Wszystkie autostrady w Polsce będą płatne od 2018 roku i będą to jedne z najwyższych opłat w Europie. Co gorsza, zamiast winiet operatorzy będą korzystać z bramek, które znamy głównie z tworzenia gigantycznych korków w okresach wzmożonego ruchu turystycznego.
Dziś bez opłat możemy poruszać się na kilku odcinkach autostrad w Polsce: na A4 z Krakowa do Korczowej, na A2 z Łodzi do Warszawy i na A1 ze Strykowa do Torunia. Jak twierdzi Dziennik Gazeta Prawna wszystkie te odcinki zostaną objęte płatnościami już w roku 2018.
Zdaniem dziennikarzy DGP koszt przejazdu będzie wahał się w granicach 10-20 groszy za kilometr.
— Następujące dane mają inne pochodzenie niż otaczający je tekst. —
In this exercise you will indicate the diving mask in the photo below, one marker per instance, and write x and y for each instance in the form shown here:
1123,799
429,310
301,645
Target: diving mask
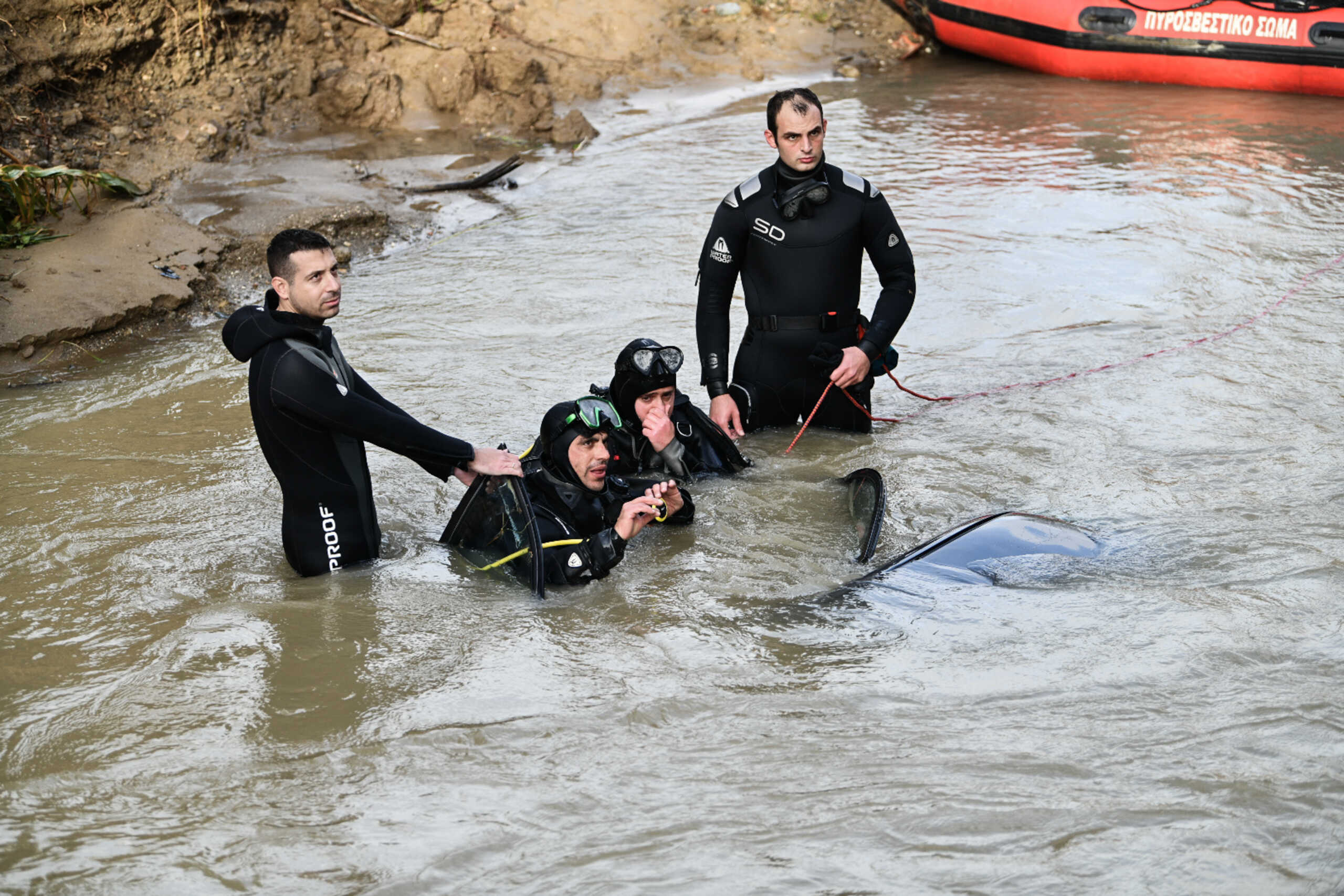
800,199
644,359
596,414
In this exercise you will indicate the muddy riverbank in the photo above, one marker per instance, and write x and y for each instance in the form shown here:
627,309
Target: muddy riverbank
169,94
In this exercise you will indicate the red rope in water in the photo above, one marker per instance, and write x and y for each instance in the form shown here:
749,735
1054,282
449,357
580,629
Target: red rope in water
1283,299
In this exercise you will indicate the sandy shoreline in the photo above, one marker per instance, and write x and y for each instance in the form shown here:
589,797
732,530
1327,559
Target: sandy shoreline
207,111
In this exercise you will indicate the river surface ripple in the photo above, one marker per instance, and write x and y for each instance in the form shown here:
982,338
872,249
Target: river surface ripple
181,715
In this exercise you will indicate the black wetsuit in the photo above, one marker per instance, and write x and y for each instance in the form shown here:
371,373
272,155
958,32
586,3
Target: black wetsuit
698,448
568,511
802,281
313,414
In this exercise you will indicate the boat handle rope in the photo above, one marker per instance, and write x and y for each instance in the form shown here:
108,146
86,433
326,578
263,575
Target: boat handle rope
963,397
1308,6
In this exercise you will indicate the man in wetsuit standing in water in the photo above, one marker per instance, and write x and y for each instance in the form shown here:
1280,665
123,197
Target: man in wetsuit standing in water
313,413
796,233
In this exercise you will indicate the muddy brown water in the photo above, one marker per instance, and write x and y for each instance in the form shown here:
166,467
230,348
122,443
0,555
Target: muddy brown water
182,715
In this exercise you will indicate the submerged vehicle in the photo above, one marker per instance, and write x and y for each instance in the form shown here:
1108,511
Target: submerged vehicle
494,527
1288,46
958,553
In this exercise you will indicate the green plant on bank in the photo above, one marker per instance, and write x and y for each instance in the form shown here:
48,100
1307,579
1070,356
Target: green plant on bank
29,194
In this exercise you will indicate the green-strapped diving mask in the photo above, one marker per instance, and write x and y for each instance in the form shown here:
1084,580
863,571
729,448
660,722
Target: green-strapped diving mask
594,413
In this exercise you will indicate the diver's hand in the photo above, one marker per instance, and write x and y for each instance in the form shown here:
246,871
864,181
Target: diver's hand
495,462
667,492
853,368
723,412
636,513
658,428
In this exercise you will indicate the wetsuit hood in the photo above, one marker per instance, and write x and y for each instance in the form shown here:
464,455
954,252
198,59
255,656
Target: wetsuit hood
629,383
553,477
250,330
553,444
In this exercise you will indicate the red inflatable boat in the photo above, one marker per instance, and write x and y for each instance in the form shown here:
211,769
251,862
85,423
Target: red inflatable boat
1294,46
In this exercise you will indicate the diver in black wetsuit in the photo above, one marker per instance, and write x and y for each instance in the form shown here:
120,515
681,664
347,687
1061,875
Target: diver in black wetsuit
797,233
575,498
313,413
663,431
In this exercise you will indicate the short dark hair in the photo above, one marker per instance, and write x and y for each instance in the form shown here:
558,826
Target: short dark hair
288,242
800,99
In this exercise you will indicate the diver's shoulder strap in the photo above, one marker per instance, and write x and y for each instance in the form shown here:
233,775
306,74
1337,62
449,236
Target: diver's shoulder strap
335,366
858,184
743,191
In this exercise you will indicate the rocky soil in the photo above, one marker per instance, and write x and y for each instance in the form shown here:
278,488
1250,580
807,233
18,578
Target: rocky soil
151,88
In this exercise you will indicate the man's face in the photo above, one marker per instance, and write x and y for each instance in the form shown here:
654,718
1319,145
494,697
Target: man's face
799,138
589,457
315,289
658,398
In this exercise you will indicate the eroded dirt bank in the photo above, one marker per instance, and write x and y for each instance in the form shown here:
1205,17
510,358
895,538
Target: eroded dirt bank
151,89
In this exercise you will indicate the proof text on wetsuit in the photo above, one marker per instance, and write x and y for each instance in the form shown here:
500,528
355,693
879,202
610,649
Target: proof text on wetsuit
330,536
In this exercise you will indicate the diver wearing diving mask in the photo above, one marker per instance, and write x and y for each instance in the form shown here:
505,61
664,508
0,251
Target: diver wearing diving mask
663,431
575,498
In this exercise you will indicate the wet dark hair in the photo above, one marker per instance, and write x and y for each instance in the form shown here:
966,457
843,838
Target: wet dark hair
800,99
288,242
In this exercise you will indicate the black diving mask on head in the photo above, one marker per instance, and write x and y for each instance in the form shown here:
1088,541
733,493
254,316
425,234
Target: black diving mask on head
646,361
800,199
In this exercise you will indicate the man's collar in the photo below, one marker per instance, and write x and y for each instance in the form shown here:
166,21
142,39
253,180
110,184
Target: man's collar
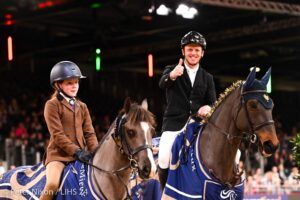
188,68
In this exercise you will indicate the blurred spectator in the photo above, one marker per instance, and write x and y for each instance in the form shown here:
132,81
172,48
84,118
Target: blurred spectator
2,169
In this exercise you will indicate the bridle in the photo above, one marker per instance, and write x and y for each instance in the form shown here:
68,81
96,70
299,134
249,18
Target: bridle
249,135
120,140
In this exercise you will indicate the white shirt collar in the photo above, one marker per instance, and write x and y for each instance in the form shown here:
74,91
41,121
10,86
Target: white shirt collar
191,70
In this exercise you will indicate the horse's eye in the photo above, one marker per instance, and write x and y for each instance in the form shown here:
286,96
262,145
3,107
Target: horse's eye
131,133
253,104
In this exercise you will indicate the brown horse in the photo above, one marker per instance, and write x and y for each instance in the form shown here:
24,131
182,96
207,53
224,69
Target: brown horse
125,148
243,111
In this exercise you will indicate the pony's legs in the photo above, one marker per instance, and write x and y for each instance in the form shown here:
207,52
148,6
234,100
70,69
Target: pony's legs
54,170
163,177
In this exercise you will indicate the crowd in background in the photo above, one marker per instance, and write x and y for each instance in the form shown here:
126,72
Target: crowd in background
22,129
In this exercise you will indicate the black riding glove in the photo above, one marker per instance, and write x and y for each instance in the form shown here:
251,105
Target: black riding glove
82,155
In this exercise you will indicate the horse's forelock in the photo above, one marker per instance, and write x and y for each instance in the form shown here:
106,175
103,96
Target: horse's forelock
138,114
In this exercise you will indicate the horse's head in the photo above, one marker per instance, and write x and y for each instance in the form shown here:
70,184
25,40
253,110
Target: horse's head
135,126
256,110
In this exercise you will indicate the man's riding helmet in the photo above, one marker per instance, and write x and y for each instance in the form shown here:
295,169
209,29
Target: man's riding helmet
64,70
193,37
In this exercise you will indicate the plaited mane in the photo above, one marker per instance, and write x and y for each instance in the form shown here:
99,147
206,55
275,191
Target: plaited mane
223,96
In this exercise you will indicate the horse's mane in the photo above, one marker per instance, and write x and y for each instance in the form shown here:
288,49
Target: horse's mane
223,96
135,114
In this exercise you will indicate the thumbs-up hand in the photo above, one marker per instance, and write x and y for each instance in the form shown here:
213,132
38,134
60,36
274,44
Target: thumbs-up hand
178,70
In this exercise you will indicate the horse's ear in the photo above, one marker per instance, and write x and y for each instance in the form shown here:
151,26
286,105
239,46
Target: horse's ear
250,79
127,104
265,79
145,104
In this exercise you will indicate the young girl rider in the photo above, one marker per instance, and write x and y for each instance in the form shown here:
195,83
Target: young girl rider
69,124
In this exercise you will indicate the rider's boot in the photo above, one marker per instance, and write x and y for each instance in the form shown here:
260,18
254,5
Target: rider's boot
163,176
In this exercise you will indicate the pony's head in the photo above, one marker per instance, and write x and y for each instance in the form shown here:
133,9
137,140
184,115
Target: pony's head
135,128
256,110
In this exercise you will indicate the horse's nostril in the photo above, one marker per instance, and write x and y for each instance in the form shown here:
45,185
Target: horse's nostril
269,147
147,170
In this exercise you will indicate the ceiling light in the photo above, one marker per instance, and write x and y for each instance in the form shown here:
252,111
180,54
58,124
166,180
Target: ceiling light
182,8
162,10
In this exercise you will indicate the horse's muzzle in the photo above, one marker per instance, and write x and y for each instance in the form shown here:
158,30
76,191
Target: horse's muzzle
145,171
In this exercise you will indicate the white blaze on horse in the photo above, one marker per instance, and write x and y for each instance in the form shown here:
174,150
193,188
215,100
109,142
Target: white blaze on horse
203,156
126,148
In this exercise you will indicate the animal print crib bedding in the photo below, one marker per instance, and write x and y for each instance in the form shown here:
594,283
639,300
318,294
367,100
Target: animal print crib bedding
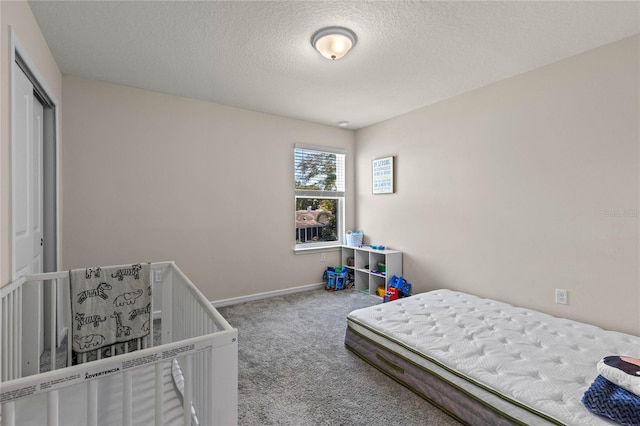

Przejazd bezpłatnym dotychczas odcinkiem o długości ok. 260 km z Krakowa do ukraińskiej granicy może więc kosztować nawet 52 zł. Przypomnijmy – przejazd pozostałym, płatnym odcinkiem z Krakowa do Wrocławia to koszt 36 zł, a zatem podróż z Korczowej do Wrocławia i z powrotem będzie oznaczać wydatek aż 176 zł! To w przybliżeniu koszt rocznej winiety na wszystkie autostrady Szwajcarii.
Największym problemem kierowców, który szczególnie dotknie posiadaczy samochodów, jest przestarzały i całkowicie niewydajny system poboru opłat. Na budzących grozę bramkach tworzą się ogromne zatory – niechlubny rekord padł 26 lipca 2014 r., kiedy korek przed punktem poboru opłat w Rusocinie k. Gdańska osiągnął długość ponad 20 kilometrów. Kierowcy zmuszeni byli czekać na możliwość przejazdu ponad godzinę. Kryzysowa sytuacja zmusiła ówczesnego premiera Donalda Tuska do wydania zarządzenia o otwarciu bramek.
Niestety – autostrady są w Polsce zarządzane przez kilku operatorów, a przepisy określające sposób działania koncesji będą obowiązywały aż do 2037 roku. Możliwość wprowadzenia jednolitej winiety wydaje się więc mało prawdopodobna.